Taking on Tough Questions

 

A.  In an ideal world, a dog like this would first undergo heartworm treatment and post-treatment recovery before being transported,* but “ideal” is not how many such cases are described.

You have two clear priorities in this case: (1) to protect the health of the infected patient; and (2) to prevent this infected dog from serving as a reservoir of infection to other pets. While not exhibiting clinical signs, the dog is unquestionably harboring adult heartworms, making it important to initiate heartworm treatment as soon as possible. It is also vital to eliminate the microfilaria; otherwise, unprotected pets in the vicinity will be at risk. Meanwhile, if the dog’s long-term survival is highly dependent on his being rehomed as soon as possible, that is clearly a vital consideration.

These priorities may seem to be in conflict with each other, but they don’t have to be. The American Heartworm Society (AHS) and the Association of Shelter Veterinarians (ASV) recently collaborated on a series of recommendations for safe and responsible transport of heartworm-positive dogs (visit heartwormsociety.org/relocating for complete details).

The principles of these new recommendations include the following:

  1. Test all dogs greater than 6 months of age for microfilariae and heartworm antigen within 30 days of transport. You have already done this.
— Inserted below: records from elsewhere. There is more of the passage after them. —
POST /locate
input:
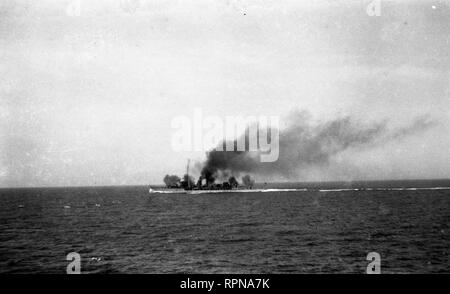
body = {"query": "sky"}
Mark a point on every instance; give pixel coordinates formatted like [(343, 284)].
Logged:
[(87, 95)]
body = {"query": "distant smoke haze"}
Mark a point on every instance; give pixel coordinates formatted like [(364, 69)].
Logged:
[(305, 144)]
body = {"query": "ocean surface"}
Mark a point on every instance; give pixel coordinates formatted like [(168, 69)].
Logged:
[(330, 228)]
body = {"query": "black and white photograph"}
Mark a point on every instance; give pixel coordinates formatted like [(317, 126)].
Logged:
[(224, 137)]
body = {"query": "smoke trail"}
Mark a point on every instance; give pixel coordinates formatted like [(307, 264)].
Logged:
[(304, 144)]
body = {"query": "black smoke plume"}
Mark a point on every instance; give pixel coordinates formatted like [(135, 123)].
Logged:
[(303, 144)]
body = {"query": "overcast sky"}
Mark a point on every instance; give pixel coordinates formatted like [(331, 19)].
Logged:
[(88, 99)]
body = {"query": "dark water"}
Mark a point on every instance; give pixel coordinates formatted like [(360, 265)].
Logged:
[(124, 230)]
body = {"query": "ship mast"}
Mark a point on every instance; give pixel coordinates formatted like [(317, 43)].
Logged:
[(187, 173)]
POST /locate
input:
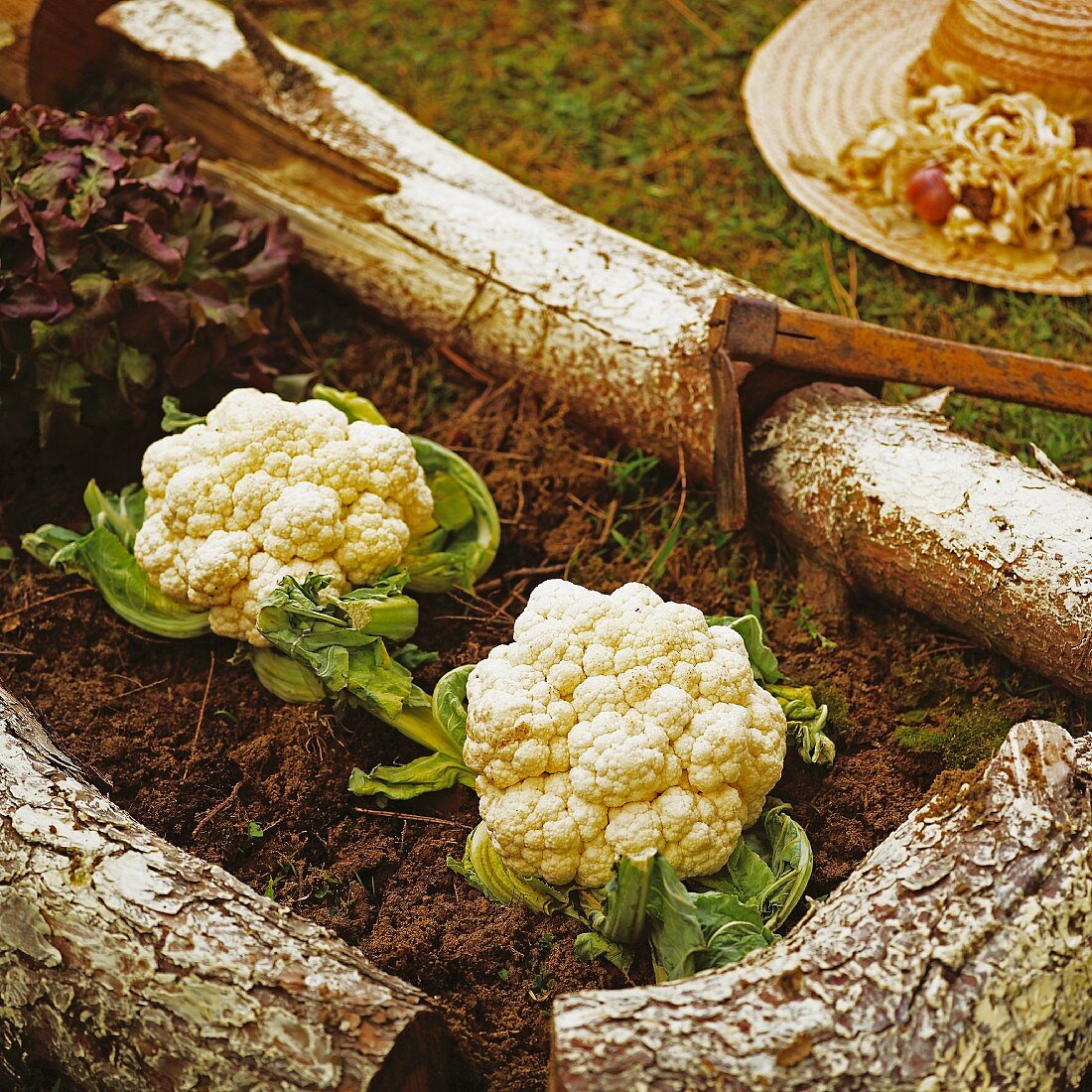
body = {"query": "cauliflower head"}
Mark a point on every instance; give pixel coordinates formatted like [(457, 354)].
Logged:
[(618, 724), (269, 488)]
But it should be emphasized that knowing the health status of dogs undergoing transport—whether  they are homeless dogs being relocated, pet dogs accompanying owners or caretakers on vacations, or dogs whose families are moving—is essential.
  2. Determine which steps of the heartworm treatment protocol should be performed before and after transport. The AHS treatment protocol for heartwormin dogs has several steps, including administration of a heartworm preventive and doxycycline to minimize pulmonary pathology and melarsomine injections. With a patient such as this, a variety of protocols can be used to disrupt the transmission cycle during transport and prior to adulticidal therapy. Timing of doxycycline administration (before or after transport) can be tailored to the situation. Meanwhile, transporting dogs that are exhibiting clinical signs of heartworm infection should be avoided.
  3. Once heartworm-positive dogs have been safely transported, complete heartworm treatment according to the AHS Guidelines. Ensuring dogs with heartworm infection are treated as soon as possible helps ensure the best possible outcome. The AHS heartworm treatment protocol is detailed in our canine guidelines on heartwormsociety.org. 

* Transportation and importation of companion animals must be performed in accordance with state and/or federal regulations.